Bagaimanapun indahnya retorika ibu,
yang tampak olehku adalah ayah dan ibu yang saling berlari meninggalkan diri
mereka sendiri. Aku barangkali akan lebih lega –walau tak bisa kukatakan akan
senang- jika ibu terang-terangan minta berpisah dari ayah jika ayah tetap egois
dengan pemikiran dan sikapnya. Aku sudah memikirkannya matang-matang, selama
air tak masuk ke dalam bahtera ibu dan ayah, aku yakin bahtera ini tidak akan
karam. Dan aku bisa coba menyelamatkannya. Melalui secarik kertas pudar dalam
sakuku ini.
Tanganku refleks menarik kertas itu
dan membukanya.
“Hey muka badak, menulis fiksi itu ada
teorinya. Sudah tua sok toy lagi. Pingin Ed biarin tapi sayang kalau punya
temen yang begonya sampe kebawa mati.”
Aku menutup kertas itu. Kertas
‘mantra’ yang ditempel di dinding dan selalu dipandangi ibu dan melejitkan
semangat ibu untuk menulis. Kertas ‘mantra’ yang membuat ibu tak peduli pada
rasa sakitnya dan membuat pikirannya hanya terfokus pada menulis. Menulis
adalah pelarian diri ibu. Dan kepergianku ini demi memutus jalan pelarian itu.
Aku melipat kembali kertas itu. Hatiku
sibuk bermonolog hingga lelah dan mataku menyerah mengikuti apapun yang berlari
di luar kereta. Aku jatuh tertidur, lelap tanpa mimpi.
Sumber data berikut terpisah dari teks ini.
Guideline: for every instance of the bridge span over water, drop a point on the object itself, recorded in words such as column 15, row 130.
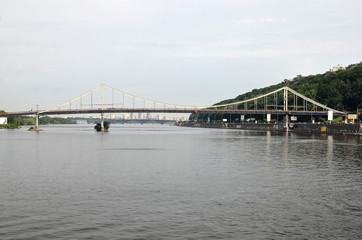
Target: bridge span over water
column 104, row 99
Aku terbangun oleh
dentam suara dan jeritan-jeritan. Dimensiku berubah menjadi gelap dan tubuhku
seperti tercampak lalu tertindih entah apa. Aku dicekam takut. Takut tak bisa
melanjutkan perjalananku. Namun tiba-tiba, seberkas sinar putih membuatku
gembira. Aku tak peduli apapun yang terjadi asalkan aku bisa melanjutkan misi
ini.
***
“Bagaimana cara berhenti berlari dari
kenyataan, Paman?”
Laki-laki seusia ayah itu terkejut.
Paman itu baru saja selesai membawakan syair-syairnya pada sebuah acara seni
budaya di Taman Srigunting. Aku telah mengikuti jadual Paman penyair ini dari
akun media sosialnya demi bisa menjumpainya, dan juga demi mengajukan
pertanyaan seperti yang baru saja kuutarakan. Demi misiku. Tapi Paman itu tetap
geming. Ia hanya melihatku selewatan sambil terus membereskan urusannya.
“Di mana ujung pelarian diri itu,
Paman?”
Agaknya pertanyaanku berhasil kali
ini. Paman itu menatapku dalam. Aku berdeham untuk menghilangkan kegugupanku.
“Apa kau lapar?”
Hah?
“Aku lapar sekali. Akan kujawab
pertanyaanmu di sebuah tempat makan kalau kau mau. Dan kupikir, kau juga perlu
makanan hangat untuk menyegarkan tubuh. Wajahmu pucat sekali.”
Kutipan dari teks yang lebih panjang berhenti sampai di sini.